Although he will forever be identified with pop culture classics such as Jaws, Close Encounters of the Third Kind, and Raiders of the Lost Ark, Steven Spielberg has never made a film greater than this searing drama about a Nazi industrialist who saved more than 1,000 Jews from certain death in concentration camps during World War II. Broadly based on the book by Australian writer Thomas Keneally, Schindler's List gets underway in 1939 after Hitler's army conquers Poland. Nazi supporter Oskar Schindler (Liam Neeson, delivering the standout performance of his career) arranges to staff a major company with unpaid Jews ultimately destined for extermination, among them accountant Itzhak Stern (Ben Kingsley), who becomes his right-hand man. The initially mercenary Schindler gradually becomes attuned to the plight of his workers and arranges to employ nearly 1,000 Jews in his crockery plant -- an effort that requires his careful handling of ghastly Commandant Amon Goeth (Ralph Fiennes), who runs the forced-labor camp housing the doomed people.
For this film Spielberg eschews his customary storytelling techniques, using black-and-white film for a gritty look and shooting much of the footage with handheld cameras, documentary style.
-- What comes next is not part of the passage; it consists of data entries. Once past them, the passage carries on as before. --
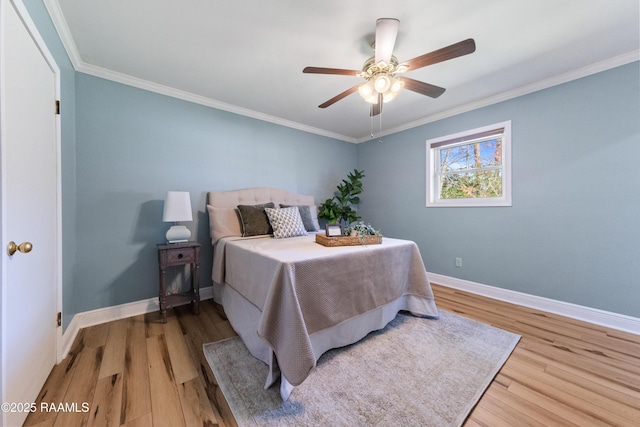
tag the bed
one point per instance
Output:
(291, 299)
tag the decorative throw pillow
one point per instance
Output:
(286, 222)
(254, 219)
(306, 215)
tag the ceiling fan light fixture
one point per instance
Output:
(382, 83)
(368, 93)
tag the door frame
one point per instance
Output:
(39, 41)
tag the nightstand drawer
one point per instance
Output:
(181, 256)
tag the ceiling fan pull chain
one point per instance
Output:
(380, 139)
(371, 116)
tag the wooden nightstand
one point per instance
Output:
(172, 254)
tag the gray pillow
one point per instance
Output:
(254, 219)
(305, 214)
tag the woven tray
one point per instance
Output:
(347, 240)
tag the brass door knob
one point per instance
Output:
(24, 247)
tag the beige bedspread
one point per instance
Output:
(302, 287)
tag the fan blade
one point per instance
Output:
(339, 71)
(376, 108)
(422, 87)
(386, 32)
(455, 50)
(339, 97)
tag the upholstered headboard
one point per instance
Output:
(222, 207)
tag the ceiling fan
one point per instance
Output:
(380, 70)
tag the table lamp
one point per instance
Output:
(177, 207)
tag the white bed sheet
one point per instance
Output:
(244, 305)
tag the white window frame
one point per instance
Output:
(433, 192)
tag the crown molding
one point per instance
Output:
(588, 70)
(61, 26)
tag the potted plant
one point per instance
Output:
(341, 207)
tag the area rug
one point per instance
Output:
(414, 372)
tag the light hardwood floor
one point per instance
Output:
(140, 372)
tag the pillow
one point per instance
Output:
(306, 215)
(223, 222)
(254, 220)
(286, 222)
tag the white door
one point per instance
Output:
(30, 191)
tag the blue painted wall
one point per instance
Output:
(572, 233)
(134, 145)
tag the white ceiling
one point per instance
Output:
(247, 56)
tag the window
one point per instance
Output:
(471, 168)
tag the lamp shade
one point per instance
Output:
(177, 207)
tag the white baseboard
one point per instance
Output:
(109, 314)
(592, 315)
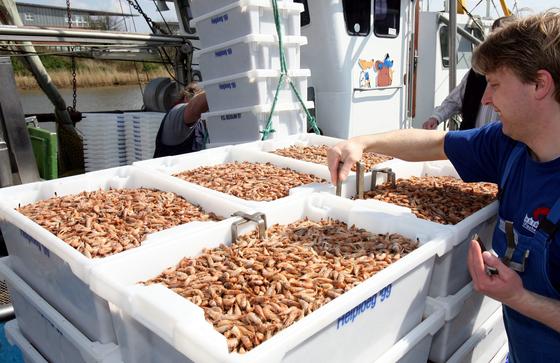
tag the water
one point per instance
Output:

Period detail is replicated with astonishing accuracy, and you'll get the sense of being right there alongside the characters.
The film is extremely long -- well over three hours -- but it unfolds with such urgency that you're never conscious of its length. Neeson is absolutely sensational as the towering industrialist whose innate humanity eventually comes to the fore, and Fiennes, then a virtual newcomer, is sublimely odious as the amoral labor-camp commander. Crafted to perfection and absolutely seamless in its presentation, Schindler's List is a truly unforgettable movie, and the crowning achievement of this generation's most successful filmmaker.